I've modified the program so that the OpenCL processing is done in a separate thread. I created a global shared watchdog variable between the parent and child process. When the parent spawns the processing function as a thread, it sets the variable to the current time in milliseconds. When the processing thread finishes, it reset the watchdog variable to zero.

While the parent thread waits for the processing thread to finish, it keeps an eye on the watchdog timer. If the timer exceeds a certain threshold then the program forcefully terminates itself without waiting for the child process to return.

This solution works with or without Windows TDR set. If TDR is set and the driver resets, the call to clFinish() will never return and the parent will terminate once the watchdog timer trips. If TDR is not set, the runaway process will freeze the display, but once the watchdog timer trips, the parent will terminate processing, ending the freeze.

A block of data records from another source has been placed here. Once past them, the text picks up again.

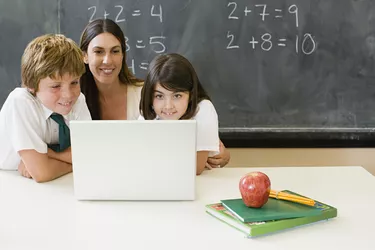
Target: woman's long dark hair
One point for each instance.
(88, 85)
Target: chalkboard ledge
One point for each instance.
(297, 137)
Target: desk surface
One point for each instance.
(47, 216)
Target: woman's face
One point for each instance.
(104, 57)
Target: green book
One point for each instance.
(253, 229)
(273, 210)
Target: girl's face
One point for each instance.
(104, 57)
(169, 105)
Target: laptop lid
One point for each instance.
(134, 160)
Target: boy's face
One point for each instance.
(60, 94)
(169, 105)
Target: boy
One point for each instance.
(34, 132)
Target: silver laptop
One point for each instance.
(134, 160)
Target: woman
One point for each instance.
(112, 92)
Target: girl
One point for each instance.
(172, 91)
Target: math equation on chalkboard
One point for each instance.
(117, 13)
(303, 44)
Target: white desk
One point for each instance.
(47, 216)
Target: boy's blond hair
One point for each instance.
(51, 55)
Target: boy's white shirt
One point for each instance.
(25, 123)
(207, 128)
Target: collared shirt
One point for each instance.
(25, 123)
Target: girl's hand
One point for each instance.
(219, 160)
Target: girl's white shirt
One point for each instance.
(207, 128)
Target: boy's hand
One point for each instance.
(219, 160)
(23, 171)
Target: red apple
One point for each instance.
(255, 188)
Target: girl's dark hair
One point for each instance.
(174, 73)
(88, 85)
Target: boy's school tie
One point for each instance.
(64, 134)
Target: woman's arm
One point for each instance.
(201, 161)
(221, 159)
(65, 156)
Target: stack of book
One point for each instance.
(274, 216)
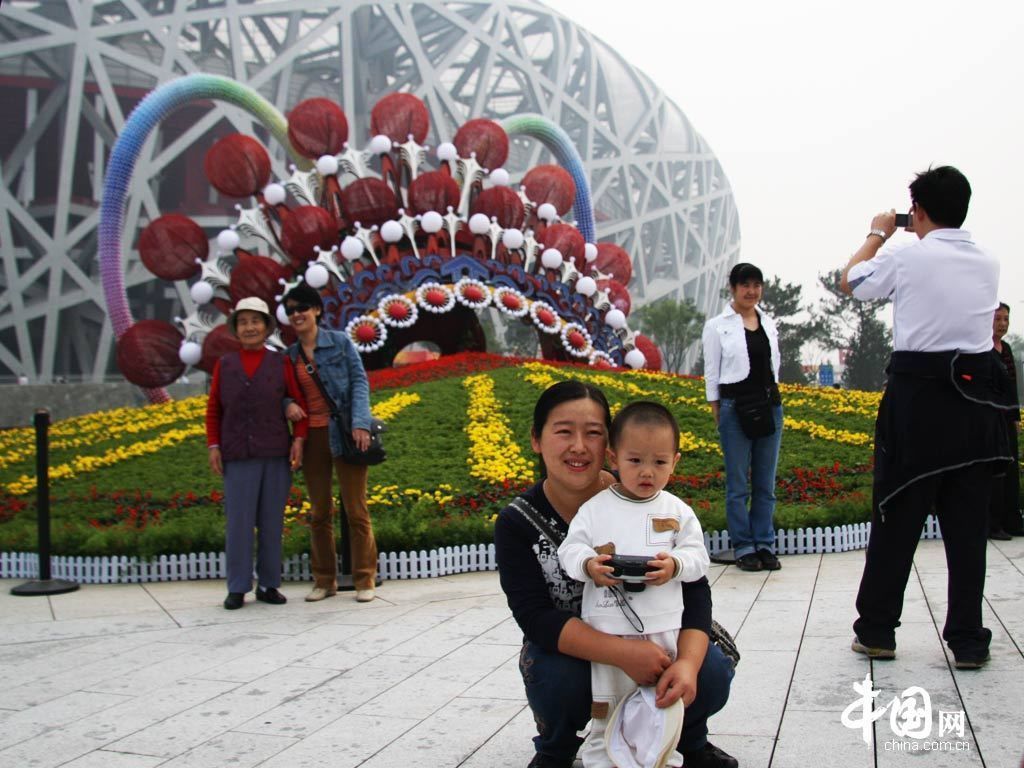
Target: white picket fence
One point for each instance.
(390, 565)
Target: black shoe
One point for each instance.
(270, 596)
(749, 561)
(709, 756)
(768, 560)
(971, 663)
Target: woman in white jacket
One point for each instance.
(741, 360)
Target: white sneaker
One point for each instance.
(320, 593)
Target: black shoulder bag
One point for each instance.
(349, 453)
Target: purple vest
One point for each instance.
(253, 424)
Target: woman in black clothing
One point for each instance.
(570, 434)
(1005, 508)
(741, 360)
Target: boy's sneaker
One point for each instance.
(768, 560)
(971, 663)
(871, 652)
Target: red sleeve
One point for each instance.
(299, 428)
(213, 412)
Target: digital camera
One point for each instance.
(631, 569)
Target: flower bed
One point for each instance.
(135, 481)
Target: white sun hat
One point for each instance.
(642, 735)
(253, 304)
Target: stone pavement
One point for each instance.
(137, 676)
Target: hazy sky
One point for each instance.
(821, 112)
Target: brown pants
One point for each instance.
(317, 464)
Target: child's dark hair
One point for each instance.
(642, 412)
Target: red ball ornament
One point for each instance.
(397, 310)
(398, 115)
(567, 241)
(170, 245)
(306, 227)
(432, 190)
(216, 344)
(550, 183)
(366, 333)
(256, 275)
(147, 353)
(484, 137)
(238, 166)
(370, 202)
(317, 127)
(613, 260)
(502, 203)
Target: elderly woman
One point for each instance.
(570, 434)
(741, 360)
(248, 442)
(331, 357)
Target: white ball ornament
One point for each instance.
(431, 222)
(547, 212)
(551, 258)
(189, 352)
(391, 231)
(273, 194)
(380, 144)
(351, 248)
(327, 165)
(512, 239)
(317, 275)
(227, 240)
(614, 318)
(587, 286)
(201, 292)
(446, 152)
(479, 223)
(635, 358)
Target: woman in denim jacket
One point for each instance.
(333, 355)
(741, 360)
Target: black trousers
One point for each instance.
(1005, 509)
(960, 499)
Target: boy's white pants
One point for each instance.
(609, 685)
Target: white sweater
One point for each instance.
(662, 523)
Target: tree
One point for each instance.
(674, 326)
(781, 302)
(845, 323)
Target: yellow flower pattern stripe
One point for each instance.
(387, 410)
(84, 464)
(494, 455)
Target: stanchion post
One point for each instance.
(45, 585)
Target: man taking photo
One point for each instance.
(940, 430)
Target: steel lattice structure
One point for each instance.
(71, 71)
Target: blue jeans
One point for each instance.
(757, 459)
(558, 692)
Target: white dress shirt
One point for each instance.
(726, 360)
(943, 288)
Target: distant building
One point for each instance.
(70, 74)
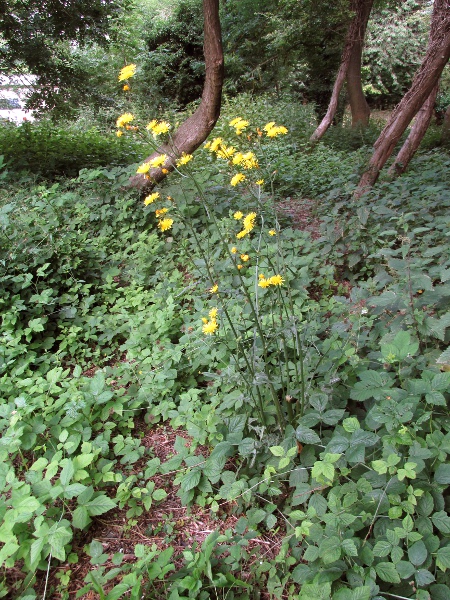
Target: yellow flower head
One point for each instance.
(144, 168)
(263, 283)
(210, 327)
(226, 152)
(124, 119)
(184, 159)
(158, 161)
(249, 221)
(237, 179)
(127, 72)
(215, 144)
(151, 125)
(150, 199)
(165, 224)
(161, 211)
(160, 128)
(276, 280)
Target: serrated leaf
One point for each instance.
(442, 474)
(387, 572)
(417, 553)
(100, 505)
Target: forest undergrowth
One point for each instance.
(200, 400)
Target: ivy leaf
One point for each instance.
(191, 480)
(387, 572)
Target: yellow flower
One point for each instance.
(210, 327)
(269, 126)
(226, 152)
(263, 283)
(149, 199)
(249, 161)
(184, 159)
(249, 221)
(152, 124)
(276, 130)
(127, 72)
(161, 211)
(144, 168)
(158, 161)
(276, 280)
(160, 128)
(237, 179)
(165, 224)
(215, 144)
(124, 119)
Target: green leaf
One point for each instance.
(307, 436)
(417, 553)
(382, 548)
(442, 474)
(387, 572)
(100, 505)
(191, 479)
(159, 494)
(443, 558)
(277, 450)
(441, 521)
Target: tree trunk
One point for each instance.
(359, 108)
(416, 134)
(194, 131)
(437, 56)
(351, 56)
(446, 127)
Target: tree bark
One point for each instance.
(351, 58)
(194, 131)
(358, 104)
(416, 134)
(426, 78)
(446, 127)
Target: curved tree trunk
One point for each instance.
(358, 104)
(351, 56)
(416, 134)
(446, 126)
(194, 131)
(437, 56)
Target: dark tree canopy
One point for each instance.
(38, 36)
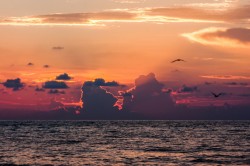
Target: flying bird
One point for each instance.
(216, 95)
(30, 64)
(178, 60)
(46, 66)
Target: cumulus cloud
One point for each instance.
(56, 91)
(148, 97)
(221, 36)
(55, 85)
(15, 84)
(101, 82)
(96, 99)
(64, 76)
(188, 89)
(40, 89)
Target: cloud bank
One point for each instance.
(15, 84)
(164, 14)
(221, 36)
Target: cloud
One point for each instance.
(57, 48)
(101, 82)
(226, 77)
(55, 85)
(188, 89)
(221, 36)
(129, 1)
(156, 15)
(64, 76)
(96, 99)
(15, 84)
(56, 91)
(30, 64)
(148, 97)
(78, 19)
(191, 13)
(46, 66)
(40, 89)
(236, 83)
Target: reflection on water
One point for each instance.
(125, 142)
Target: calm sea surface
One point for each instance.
(125, 142)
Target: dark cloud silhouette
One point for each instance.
(148, 97)
(40, 89)
(30, 64)
(15, 84)
(101, 82)
(55, 85)
(188, 89)
(64, 76)
(96, 99)
(57, 48)
(56, 91)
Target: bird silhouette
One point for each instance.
(30, 64)
(178, 60)
(216, 95)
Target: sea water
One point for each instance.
(124, 142)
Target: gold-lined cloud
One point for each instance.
(227, 77)
(233, 14)
(155, 15)
(238, 37)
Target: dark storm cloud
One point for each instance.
(97, 100)
(57, 48)
(148, 97)
(64, 76)
(30, 64)
(56, 91)
(46, 66)
(101, 82)
(15, 84)
(40, 89)
(55, 85)
(188, 89)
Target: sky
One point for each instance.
(74, 54)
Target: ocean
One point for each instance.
(124, 143)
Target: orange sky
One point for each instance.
(121, 39)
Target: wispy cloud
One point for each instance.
(155, 15)
(226, 77)
(221, 36)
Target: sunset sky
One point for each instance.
(119, 40)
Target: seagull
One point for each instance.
(178, 60)
(30, 64)
(46, 66)
(217, 95)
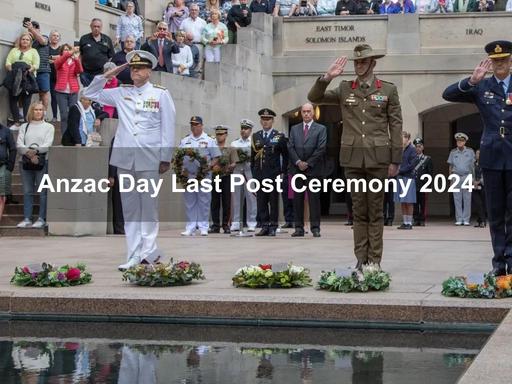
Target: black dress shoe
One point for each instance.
(498, 272)
(263, 232)
(9, 200)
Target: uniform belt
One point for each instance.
(503, 131)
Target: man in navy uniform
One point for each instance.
(493, 97)
(268, 146)
(142, 148)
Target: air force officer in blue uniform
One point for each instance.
(493, 97)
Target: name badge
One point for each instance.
(378, 98)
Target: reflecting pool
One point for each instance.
(147, 353)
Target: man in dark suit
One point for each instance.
(161, 45)
(306, 150)
(493, 98)
(268, 146)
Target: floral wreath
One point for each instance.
(181, 173)
(490, 287)
(46, 275)
(283, 275)
(371, 278)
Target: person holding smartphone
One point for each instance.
(175, 16)
(303, 8)
(239, 16)
(214, 35)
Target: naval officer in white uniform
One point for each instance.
(142, 148)
(243, 168)
(197, 204)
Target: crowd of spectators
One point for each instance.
(190, 33)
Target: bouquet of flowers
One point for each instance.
(181, 172)
(370, 278)
(46, 275)
(267, 276)
(221, 168)
(491, 288)
(243, 156)
(164, 275)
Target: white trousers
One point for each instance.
(212, 54)
(137, 367)
(140, 212)
(237, 198)
(197, 207)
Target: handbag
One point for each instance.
(27, 163)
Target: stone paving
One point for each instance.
(419, 260)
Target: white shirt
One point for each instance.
(194, 26)
(39, 136)
(245, 145)
(145, 133)
(183, 57)
(206, 146)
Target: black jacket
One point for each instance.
(349, 6)
(235, 15)
(20, 80)
(269, 158)
(71, 136)
(169, 48)
(94, 53)
(7, 148)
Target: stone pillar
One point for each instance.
(81, 213)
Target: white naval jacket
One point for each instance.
(206, 147)
(145, 133)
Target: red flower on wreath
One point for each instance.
(73, 274)
(183, 265)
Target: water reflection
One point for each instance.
(100, 361)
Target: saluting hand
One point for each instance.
(480, 71)
(336, 68)
(114, 71)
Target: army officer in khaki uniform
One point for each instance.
(371, 145)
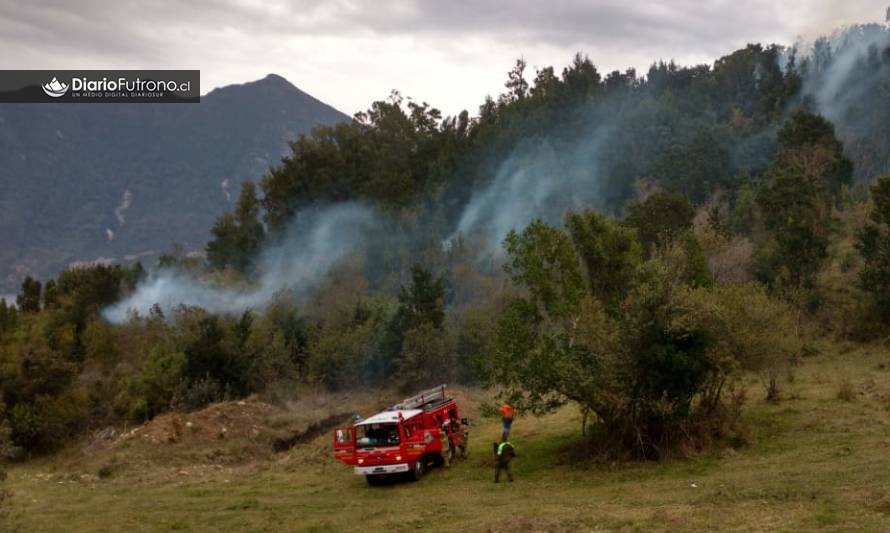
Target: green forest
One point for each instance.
(628, 243)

Now that I have a watchdog set up, I simply wrapped my program in a script: if it terminated in error (positive return code) then the program is rerun.

Question 2

Ideally, you should get an error code from clFinish or clWaitForEvents with the OpenCL event object generated when enqueuing the kernel. Since TDR resets the graphics driver, I don't think any OpenCL implementation will work reliably, meaning there is no recovery route.

Rather disable TDR completely. It is only worthwhile when you debug code that gets stuck in an infinite loop that permanently keeps the GPU busy.

If you want to keep TDR but can change the code then using some sort of thread sleep function to delay your code for a few milliseconds could also alleviate this problem, at the expense of sacrificing processing speed. This gives the graphics card a chance to respond to display rendering commands so that TDR is not triggered.